RIP mandela, a FB rant
I was having some feelings this morning that turned into the longest Facebook post I’ve ever written but I guess some feelings require many paragraphs to explain, here they are.
Thinking about Mandela, empathy, a revolution in human relationships, queer economics, functional interdependent communities, last night’s incredible/inspiring JFREJ Meyer Awards, how communities age and grow over time, and what it means to speak the truth and see beyond the present and work collectively towards making that real.
Last night Jenny Romaine talked about how we are in an age of radical transformation and I’m trying to unpack why I immediately thought YES. FASTER. NOW. HOW CAN I HELP. It’s raining and I am surrounded by scribbled ideas and diagrams on yellowed paper and tomorrow I have to facilitate a conversation about one radical community’s future, interconnected with this greater web of communities of queers and other questioners. Trying to figure out what ideas of my own to bring to the table.
Big picture thinking. Back to Mandela. Strength, persistence, bravery. Or maybe just doing the things that made the most sense at the time. Seeing clearly forward.
There are visions I have about who we are and what we are meant to become…. last night I saw empires falling in my mind. The us/them/1% bullshit finally crumbling, or maybe just abandoned. I think *so much* about how to acknowledge better systems that we are already developing, embrace them wholeheartedly, be loyal to them, do better. Systems of care, values of health, food systems, different forms of capital/exchanges/a queer economy, why don’t we have our own university yet? I mean, seriously? Why do we bother working in dysfunctional institutions? How can we reduce our collective dependence on a system of financial capital that is parsed out by others and leaves us squeezed and tired? I am tired of the needs that only money can resolve, tired of that chase, tired of watching my friends struggle, tired of flitting in and out of brokeness, tired of worrying about health insurance, tired of watching dear ones do work they hate because they need the money, or the insurance, or the whatever. We can do better. We HAVE to.

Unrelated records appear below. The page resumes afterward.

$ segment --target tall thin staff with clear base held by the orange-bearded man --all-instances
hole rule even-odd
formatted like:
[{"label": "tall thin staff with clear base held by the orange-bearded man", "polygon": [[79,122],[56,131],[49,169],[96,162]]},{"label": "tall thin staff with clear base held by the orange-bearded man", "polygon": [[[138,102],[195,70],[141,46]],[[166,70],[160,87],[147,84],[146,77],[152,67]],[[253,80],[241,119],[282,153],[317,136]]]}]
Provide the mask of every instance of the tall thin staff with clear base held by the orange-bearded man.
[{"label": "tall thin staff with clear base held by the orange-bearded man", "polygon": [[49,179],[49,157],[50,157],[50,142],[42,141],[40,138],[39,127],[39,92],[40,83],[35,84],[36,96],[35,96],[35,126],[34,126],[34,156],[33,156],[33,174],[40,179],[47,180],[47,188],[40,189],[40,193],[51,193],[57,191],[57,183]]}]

What would it be like if we made a collective commitment to radical transformation, as interconnected allied communities? Doing things better, being accountable to each other and the earth, generating a new system of interdependence? I think of Mandela again, who died at 95 after a lifetime of work. I am 37 now. I could have 50 or 60 good years ahead of me, or 20, or none. What if we collectively started thinking together long-term, looking far beyond now to a time where the world might actually function in a way that is supportive of people’s human needs? That is not driven by building up arsenals of weapons to destroy “enemies”, but by empathy? Could we make a 20 year work plan? Or a 50 year plan? Could we come up with a process that was porous enough to allow for check-ins, fluctuation, evolution, revolution?

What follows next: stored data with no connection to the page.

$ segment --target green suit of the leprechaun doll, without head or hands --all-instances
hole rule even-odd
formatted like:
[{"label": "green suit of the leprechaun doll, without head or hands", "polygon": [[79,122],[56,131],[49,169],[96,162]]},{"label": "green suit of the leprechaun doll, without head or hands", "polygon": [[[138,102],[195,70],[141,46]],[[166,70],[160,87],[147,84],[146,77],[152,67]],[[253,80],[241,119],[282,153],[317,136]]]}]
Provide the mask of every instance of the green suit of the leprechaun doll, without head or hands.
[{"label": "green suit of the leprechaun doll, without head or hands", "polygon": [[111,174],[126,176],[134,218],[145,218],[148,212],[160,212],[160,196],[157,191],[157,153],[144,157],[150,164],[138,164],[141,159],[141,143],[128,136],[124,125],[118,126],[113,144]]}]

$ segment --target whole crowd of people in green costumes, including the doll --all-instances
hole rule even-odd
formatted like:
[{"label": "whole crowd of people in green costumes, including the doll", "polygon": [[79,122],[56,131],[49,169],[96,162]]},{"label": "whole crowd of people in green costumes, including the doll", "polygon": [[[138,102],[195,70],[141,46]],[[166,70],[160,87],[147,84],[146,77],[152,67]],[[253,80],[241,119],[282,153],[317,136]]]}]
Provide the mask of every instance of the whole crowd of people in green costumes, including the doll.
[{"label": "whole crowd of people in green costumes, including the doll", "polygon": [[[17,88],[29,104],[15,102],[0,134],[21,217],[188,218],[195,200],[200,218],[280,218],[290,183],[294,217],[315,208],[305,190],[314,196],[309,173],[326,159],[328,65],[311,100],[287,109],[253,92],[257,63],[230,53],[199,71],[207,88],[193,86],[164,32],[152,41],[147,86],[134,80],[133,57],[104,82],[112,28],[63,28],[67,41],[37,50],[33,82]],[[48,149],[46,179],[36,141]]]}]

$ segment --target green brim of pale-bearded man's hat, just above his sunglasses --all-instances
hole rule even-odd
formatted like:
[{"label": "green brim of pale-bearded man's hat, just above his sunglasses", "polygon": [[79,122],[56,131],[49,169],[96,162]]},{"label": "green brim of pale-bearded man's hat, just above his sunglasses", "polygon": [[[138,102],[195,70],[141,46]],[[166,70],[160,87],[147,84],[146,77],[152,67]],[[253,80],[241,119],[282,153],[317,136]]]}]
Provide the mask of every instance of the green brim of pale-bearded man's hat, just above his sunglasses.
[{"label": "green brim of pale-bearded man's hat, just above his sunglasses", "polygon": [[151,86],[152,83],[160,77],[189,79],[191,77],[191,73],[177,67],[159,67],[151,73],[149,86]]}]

Can we commit to seeing the best in each other, and ourselves? Could we even imagine aligning ourselves in a larger shared movement? How would we remain accountable over time?
I am asking all these questions to myself, fighting back my internal producer-brain that is already imagining collective visioning sessions of activists and artists, a second summit of stories, a month-long collective artist retreat that takes those ideas and stories and physically tranifests them, just so we can play with it and see what comes up when we try to make it “real” and maybe build a temporary sanctuary for ourselves in the process. I am sure there are activist circles that have been doing this kind of work already, armed with different kinds of information, and woops maybe I’d be more informed if I hadn’t been going through a personal crisis during Occupy Wall Street and all of that. Or could find time to get myself to JFREJ campaign meetings. There are so many roles in a movement, though, and I don’t discount the work I’ve been doing, but — sometimes I am so anxious for MORE INFORMATION ALREADY because my mind is so eager to race towards the future to fix all the things that are so broken now. I want to feel more connected to that work.
Patience. Slow process. Rinku Sen talked last night at the Meyer Awards about embracing failure, expecting it as an activist, persevering and thinking creatively regardless. Easier said than done, but inspirational regardless. I wonder if it’s time to let go of my own failures of the past, and start moving towards making some new mistakes to learn from.
Anyway this has entirely inadvertantly turned into the longest FB post I’ll ever write and thank you if you’ve made it through. Something about this rain and Mandela and finishing the editing process for my photo show next week — which has given me a sense of creative closure on that project, thank goodness — is moving all these forces in me and who knows what will come next.
love. and radical transformation to you this morning.